Last week, three-month copper contracts hit £5,537 a tonne on the London Metal Exchange (LME) - the high point since prices collapsed in the early part of September. Prices have subsequently pulled back as Athens teeters on the brink, but copper's vigorous recovery, reported low stockpiles in China and tight supply suggest recent strength could be maintained. It should also support the likes of Rio Tinto, which this week announced a huge investment in the Escondida mine in Chile.
Central to the supply tightness is an overall decline in ore grades; it's an entrenched problem that is taxing mine managers at some of the world's biggest operations. It feeds into higher unit production costs, and shows little sign of abating.
Underlying profits at
Grade problems aside, last week's copper price hit the heights after Beijing announced a series of measures designed to stimulate growth in China's private sector. The Communist Party is keen to create an additional 45m jobs in the economy and a successful stimulus on this scale would invariably drive demand for industrial metals such as copper. The received wisdom is that China, because of its peculiar status as a 'part-command' economy, is able to strategically rebuild its stockpiles of base metals as and when prices move in its favour; a situation aided by a prolonged slump in the US construction sector.

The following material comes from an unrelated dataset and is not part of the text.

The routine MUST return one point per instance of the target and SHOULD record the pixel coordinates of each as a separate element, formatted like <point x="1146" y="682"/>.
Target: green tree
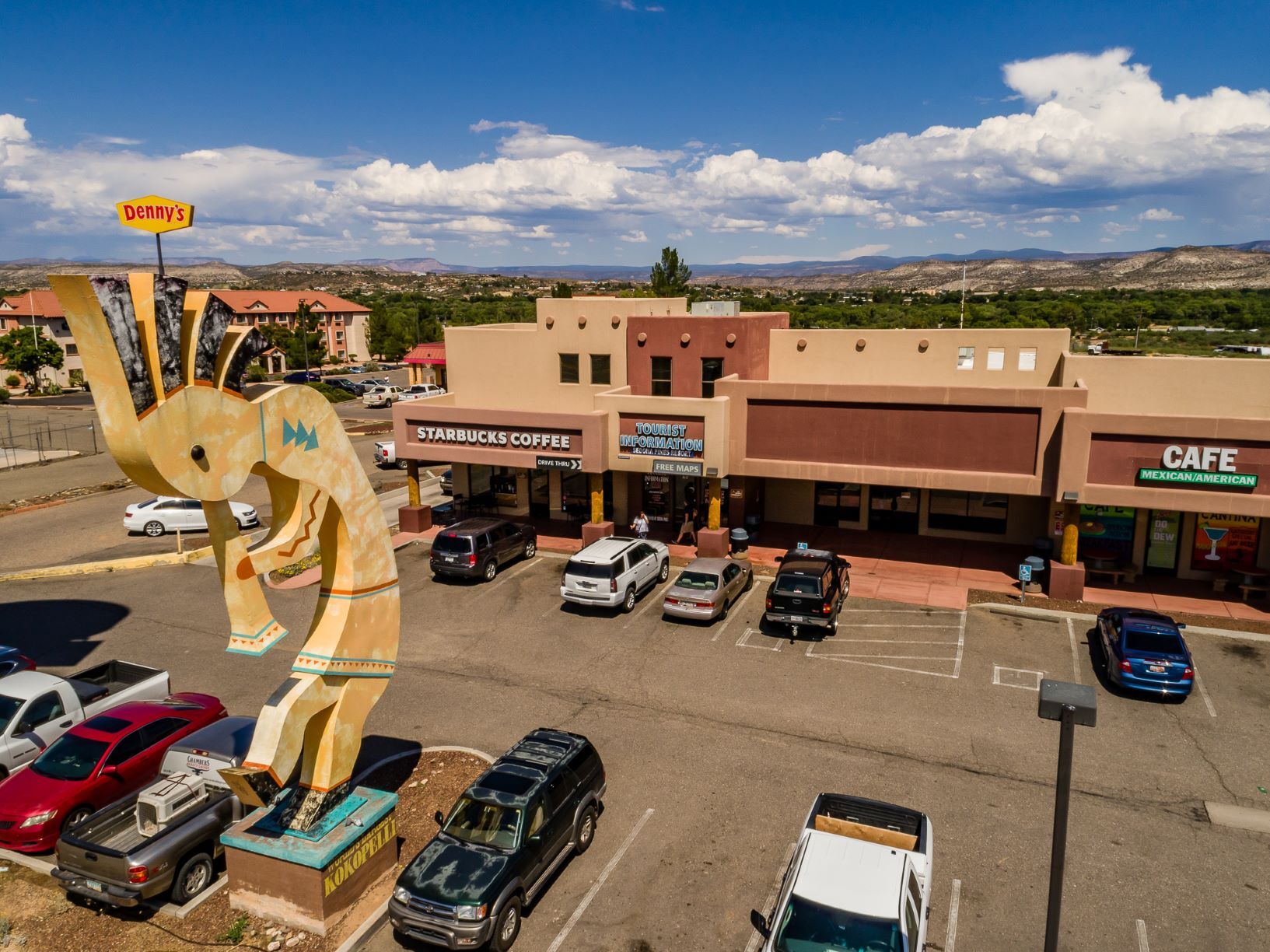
<point x="23" y="352"/>
<point x="670" y="277"/>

The jury's split on the direction of copper prices. Inventories monitored by the LME have fallen to 30-month lows since the start of the year, which theoretically heralds increased volatility. Given this potential volatility, we would counsel investors to stick to fundamentals. Short of a major recession in the West, copper supplies will almost certainly be in deficit over the course of this year. This benefits the likes of Rio Tinto, which remains a buy at 3,735p.